Roger was appalled as the
implications of this sank in. Reluctantly he agreed: “OK. We’d better go back.
What will we do with this pack?”
“Repack it and dump it beside the
road. Keep those notes though.”
Roger added the notes to his left
basic pouch,
then
repacked the pack. He then carried
it out and placed it beside the road.
Graham grunted,
then
said: “OK, let’s go back to Stephen.” He looked along
the road to the north,
then
clicked on the safety
catch.
“Which way will we go?” Roger
asked.
Graham pointed up through the
ferns.
“Down the ridge that leads from here to where we
camped.
That will be quicker and safer than walking along the road. That
way we will keep well away from that sentry post they have marked on their
map,” he said.
That brought an awful thought to
Roger’s mind. “But what if Pete and the police drive into the sentry post? They
could get ambushed. We need to be able to warn them,” he replied.
Graham nodded as he started
walking. “You are right. So we will walk through the bush near the road and be
ready to run out if we see a police vehicle. We know where the sentry post is
and we will cut across that big loop in the road to by-pass it,” he said.”
So the boys walked back across
the road past the grassy clearing. Then they entered the open bush on the left
and went westwards down the slope. They kept the road just in sight. The
walking was easy enough but the grass was wet and once again Roger found his
boots and trousers soaked. But that didn’t worry him as much as fear of meeting
more armed man, and of stepping on a snake.

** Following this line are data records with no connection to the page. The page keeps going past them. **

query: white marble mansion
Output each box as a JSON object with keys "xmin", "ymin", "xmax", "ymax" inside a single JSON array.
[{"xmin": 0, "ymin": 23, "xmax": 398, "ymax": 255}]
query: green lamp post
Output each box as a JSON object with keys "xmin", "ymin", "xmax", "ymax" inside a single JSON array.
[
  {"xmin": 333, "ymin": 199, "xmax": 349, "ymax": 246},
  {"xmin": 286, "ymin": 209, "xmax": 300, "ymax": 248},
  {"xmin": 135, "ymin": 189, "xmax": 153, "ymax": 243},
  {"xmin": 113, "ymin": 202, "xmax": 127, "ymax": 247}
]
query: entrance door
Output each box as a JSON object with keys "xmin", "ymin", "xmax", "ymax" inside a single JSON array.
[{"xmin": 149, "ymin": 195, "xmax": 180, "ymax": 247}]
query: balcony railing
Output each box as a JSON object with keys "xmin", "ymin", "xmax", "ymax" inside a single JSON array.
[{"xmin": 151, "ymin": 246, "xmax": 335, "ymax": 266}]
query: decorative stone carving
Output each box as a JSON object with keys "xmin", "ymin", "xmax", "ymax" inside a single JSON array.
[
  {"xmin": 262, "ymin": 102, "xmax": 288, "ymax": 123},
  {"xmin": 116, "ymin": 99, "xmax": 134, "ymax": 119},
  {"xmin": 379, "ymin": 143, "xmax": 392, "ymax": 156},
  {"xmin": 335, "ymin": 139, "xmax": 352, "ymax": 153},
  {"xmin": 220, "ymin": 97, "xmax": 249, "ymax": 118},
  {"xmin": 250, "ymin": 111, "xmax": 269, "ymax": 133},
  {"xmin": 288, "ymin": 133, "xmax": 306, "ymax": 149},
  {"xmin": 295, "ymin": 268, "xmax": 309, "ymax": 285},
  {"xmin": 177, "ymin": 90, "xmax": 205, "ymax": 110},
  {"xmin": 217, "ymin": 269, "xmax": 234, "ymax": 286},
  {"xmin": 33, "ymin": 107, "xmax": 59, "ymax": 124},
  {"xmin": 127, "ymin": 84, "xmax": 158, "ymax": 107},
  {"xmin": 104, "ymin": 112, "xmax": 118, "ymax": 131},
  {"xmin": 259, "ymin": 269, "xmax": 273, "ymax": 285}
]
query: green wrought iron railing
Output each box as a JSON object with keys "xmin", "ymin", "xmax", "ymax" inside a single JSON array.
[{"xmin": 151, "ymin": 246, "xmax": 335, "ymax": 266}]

Graham led and Roger thankfully
followed in his footsteps. As always it seem further than the map indicated and
they seemed to trudge through the bush for a long time, stepping over logs and
detouring around trees and clumps of lantana.
After a few minutes walk they
came out of the cloud. Away to the west Roger could see the next mountain. It
looked to be much drier country, almost open savannah, unlike the thick scrub
and ferns they were pushing through. The boys walked in silence one behind the
other. From time to time Graham stopped to study his map. By then Roger was
feeling tired and hungry.
After ten minutes walk Graham
stopped and took a compass bearing then pointed to the left. “That sentry post
should be a couple of hundred metres ahead of us. We will cut across the bend
here,” he whispered.
Carefully the boys moved forward,
now angling to the south. The slope became much steeper and the bush opened out
to savannah woodland with almost no undergrowth. The road came into view again.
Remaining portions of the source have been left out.